In the U.S., students have arrived on campus, moved into their dorms and settled into college life at higher education institutions across the country and are investing the next years of their lives into studying and working on earning a college degree. But how valuable is that degree in the outside world? And are students getting the instruction and skills that will help them achieve career success once they graduate?
“Whether perceived or real, skills mismatch poses a serious risk to the trustworthiness of higher education,” the report points out. “What is needed is more transparency about the skills students acquire. Unfortunately, this has not been a strength of most higher education systems.” Instead, what’s needed is not merely a focus on content knowledge, which is proving to be insufficient for students to thrive professionally, but proficiency in critical thinking, communication and problem solving, which are heavily valued by hiring managers.

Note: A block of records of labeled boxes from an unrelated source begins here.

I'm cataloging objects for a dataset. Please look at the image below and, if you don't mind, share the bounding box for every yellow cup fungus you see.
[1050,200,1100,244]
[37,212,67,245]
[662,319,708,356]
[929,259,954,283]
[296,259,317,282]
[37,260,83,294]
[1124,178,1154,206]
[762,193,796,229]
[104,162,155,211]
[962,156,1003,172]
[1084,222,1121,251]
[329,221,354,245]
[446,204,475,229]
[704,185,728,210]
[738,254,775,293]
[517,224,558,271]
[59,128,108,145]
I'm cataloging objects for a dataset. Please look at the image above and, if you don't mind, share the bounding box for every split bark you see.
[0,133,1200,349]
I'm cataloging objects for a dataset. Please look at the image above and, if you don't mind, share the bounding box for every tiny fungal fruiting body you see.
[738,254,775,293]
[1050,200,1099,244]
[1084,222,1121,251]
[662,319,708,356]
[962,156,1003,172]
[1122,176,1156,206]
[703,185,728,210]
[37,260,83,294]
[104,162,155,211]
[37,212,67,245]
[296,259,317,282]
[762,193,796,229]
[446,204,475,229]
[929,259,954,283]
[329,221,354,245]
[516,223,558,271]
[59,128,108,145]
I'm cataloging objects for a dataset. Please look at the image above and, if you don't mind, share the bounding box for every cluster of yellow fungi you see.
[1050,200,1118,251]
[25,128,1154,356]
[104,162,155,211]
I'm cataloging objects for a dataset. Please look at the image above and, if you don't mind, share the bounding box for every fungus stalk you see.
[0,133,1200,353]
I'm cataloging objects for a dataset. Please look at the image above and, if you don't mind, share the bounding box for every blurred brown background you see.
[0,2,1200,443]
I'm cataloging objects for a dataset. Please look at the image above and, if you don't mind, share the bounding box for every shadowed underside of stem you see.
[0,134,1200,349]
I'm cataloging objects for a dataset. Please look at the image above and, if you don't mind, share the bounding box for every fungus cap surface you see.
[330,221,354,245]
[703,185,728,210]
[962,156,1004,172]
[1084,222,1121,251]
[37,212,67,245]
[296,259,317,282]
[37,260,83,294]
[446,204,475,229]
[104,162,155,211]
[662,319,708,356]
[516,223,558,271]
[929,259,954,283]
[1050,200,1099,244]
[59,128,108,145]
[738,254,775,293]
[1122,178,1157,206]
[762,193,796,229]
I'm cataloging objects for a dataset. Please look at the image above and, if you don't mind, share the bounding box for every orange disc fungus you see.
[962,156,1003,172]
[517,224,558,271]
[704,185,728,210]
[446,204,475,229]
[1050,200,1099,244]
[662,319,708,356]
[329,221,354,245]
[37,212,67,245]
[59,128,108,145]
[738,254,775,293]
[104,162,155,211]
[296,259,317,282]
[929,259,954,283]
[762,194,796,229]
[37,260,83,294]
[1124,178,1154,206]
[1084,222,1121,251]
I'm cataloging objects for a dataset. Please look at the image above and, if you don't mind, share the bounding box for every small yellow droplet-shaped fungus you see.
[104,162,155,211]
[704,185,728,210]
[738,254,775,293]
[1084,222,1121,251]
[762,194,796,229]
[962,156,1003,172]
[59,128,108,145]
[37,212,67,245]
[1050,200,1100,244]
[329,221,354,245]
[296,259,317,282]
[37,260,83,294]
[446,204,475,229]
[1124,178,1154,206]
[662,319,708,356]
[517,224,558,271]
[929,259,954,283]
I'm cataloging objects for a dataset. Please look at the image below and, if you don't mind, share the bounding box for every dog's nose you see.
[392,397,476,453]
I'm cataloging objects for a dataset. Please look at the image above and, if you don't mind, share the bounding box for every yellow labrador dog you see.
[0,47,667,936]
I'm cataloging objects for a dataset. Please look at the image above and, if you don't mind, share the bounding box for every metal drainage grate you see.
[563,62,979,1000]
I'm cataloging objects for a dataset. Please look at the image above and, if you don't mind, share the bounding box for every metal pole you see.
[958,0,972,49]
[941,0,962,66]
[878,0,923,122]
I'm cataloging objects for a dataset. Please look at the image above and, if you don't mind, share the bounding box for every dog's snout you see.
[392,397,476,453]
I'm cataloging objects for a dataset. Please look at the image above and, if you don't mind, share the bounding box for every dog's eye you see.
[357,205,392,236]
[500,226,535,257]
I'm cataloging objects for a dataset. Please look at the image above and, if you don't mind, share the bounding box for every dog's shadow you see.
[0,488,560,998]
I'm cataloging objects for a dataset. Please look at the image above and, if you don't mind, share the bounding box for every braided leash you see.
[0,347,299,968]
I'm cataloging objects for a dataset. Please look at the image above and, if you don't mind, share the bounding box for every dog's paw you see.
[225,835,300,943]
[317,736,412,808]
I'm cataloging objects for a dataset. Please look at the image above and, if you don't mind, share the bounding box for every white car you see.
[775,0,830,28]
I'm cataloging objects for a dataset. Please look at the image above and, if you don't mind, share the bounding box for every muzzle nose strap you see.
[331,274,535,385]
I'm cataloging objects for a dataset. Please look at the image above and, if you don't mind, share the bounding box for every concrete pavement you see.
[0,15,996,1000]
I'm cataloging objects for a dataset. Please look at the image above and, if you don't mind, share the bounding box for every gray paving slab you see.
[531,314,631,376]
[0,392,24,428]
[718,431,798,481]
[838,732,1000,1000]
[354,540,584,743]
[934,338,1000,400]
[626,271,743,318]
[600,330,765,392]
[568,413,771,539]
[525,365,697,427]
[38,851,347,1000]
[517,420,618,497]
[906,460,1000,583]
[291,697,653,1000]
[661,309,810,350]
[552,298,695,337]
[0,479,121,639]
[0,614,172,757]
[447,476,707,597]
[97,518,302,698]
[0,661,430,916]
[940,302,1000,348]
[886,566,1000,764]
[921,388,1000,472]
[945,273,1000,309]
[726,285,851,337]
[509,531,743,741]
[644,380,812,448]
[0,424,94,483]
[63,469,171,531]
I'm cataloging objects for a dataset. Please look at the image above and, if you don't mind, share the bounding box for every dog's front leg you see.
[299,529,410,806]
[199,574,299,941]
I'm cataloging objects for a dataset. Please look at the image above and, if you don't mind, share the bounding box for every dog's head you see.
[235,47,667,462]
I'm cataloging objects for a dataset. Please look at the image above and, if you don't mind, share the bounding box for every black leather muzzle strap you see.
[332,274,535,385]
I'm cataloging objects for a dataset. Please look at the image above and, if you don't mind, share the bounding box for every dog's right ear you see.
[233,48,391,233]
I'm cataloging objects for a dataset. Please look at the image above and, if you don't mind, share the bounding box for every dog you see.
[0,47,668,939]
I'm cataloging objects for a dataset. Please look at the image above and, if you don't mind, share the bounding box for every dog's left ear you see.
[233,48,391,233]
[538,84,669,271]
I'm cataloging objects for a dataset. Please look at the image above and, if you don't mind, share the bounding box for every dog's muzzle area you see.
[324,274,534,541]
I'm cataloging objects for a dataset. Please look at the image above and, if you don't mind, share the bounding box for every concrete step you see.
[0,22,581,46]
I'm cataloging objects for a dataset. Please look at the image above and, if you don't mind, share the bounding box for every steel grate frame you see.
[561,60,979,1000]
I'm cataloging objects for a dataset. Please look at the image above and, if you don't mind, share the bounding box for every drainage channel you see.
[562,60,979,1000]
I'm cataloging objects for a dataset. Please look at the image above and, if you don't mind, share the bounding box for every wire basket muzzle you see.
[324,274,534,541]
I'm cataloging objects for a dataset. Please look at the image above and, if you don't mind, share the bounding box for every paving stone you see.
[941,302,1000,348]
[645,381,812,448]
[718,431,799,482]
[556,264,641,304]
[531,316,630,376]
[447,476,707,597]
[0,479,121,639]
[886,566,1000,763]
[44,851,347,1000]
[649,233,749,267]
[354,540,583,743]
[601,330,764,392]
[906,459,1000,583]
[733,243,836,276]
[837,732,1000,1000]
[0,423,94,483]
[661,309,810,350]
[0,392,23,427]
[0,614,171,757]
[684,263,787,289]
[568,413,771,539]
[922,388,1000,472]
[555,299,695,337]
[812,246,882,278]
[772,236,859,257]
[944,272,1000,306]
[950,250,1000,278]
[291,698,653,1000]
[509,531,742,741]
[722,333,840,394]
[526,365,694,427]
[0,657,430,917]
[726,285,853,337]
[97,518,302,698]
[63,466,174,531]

The Council for Aid to Education Inc. (CAE), a non-profit organization in the United States with a long history of assessing generic skills, specifically critical thinking, problem solving and written communication, in post-secondary education with its proprietary Collegiate Learning Assessment (CLA+) instrument. For this report, the OCED partnered with CAE, which carried out testing in six countries between 2016 and 2021. The OECD report provides the data and analysis of this CLA+ International Initiative, which yielded some insights.
- International comparative assessments are feasible and relevant. According to the report, the almost complete lack of reliable comparative metrics of what students learn in higher education institutions could, potentially, become a major systemic risk for the sector. However, the CLA+ assessment has potential as a valid and reliable assessment instrument.
- Students are learning to think critically at universities. During their time in higher education institutions, students overall are improving in critical skills. However, the learning gain is smaller than could be expected. “If universities really want to foster 21st-century skills such as critical thinking, they need to upscale their efforts,” the report explains.
- Learning outcomes are heavily influenced by students’ background. Factors including gender, language, family background and migration status, for instance, affect the development of critical thinking skills.
- Students demonstrate different levels of critical thinking by field of study and instruction type. There are significant differences in assessment of critical thinking skills between non-US students in different fields of study. Overall, students in business and agriculture programs had relatively low scores, while those studying the humanities, sciences and social sciences had relatively high scores. In the US, students in science and engineering had highest scores, followed by social sciences and the humanities.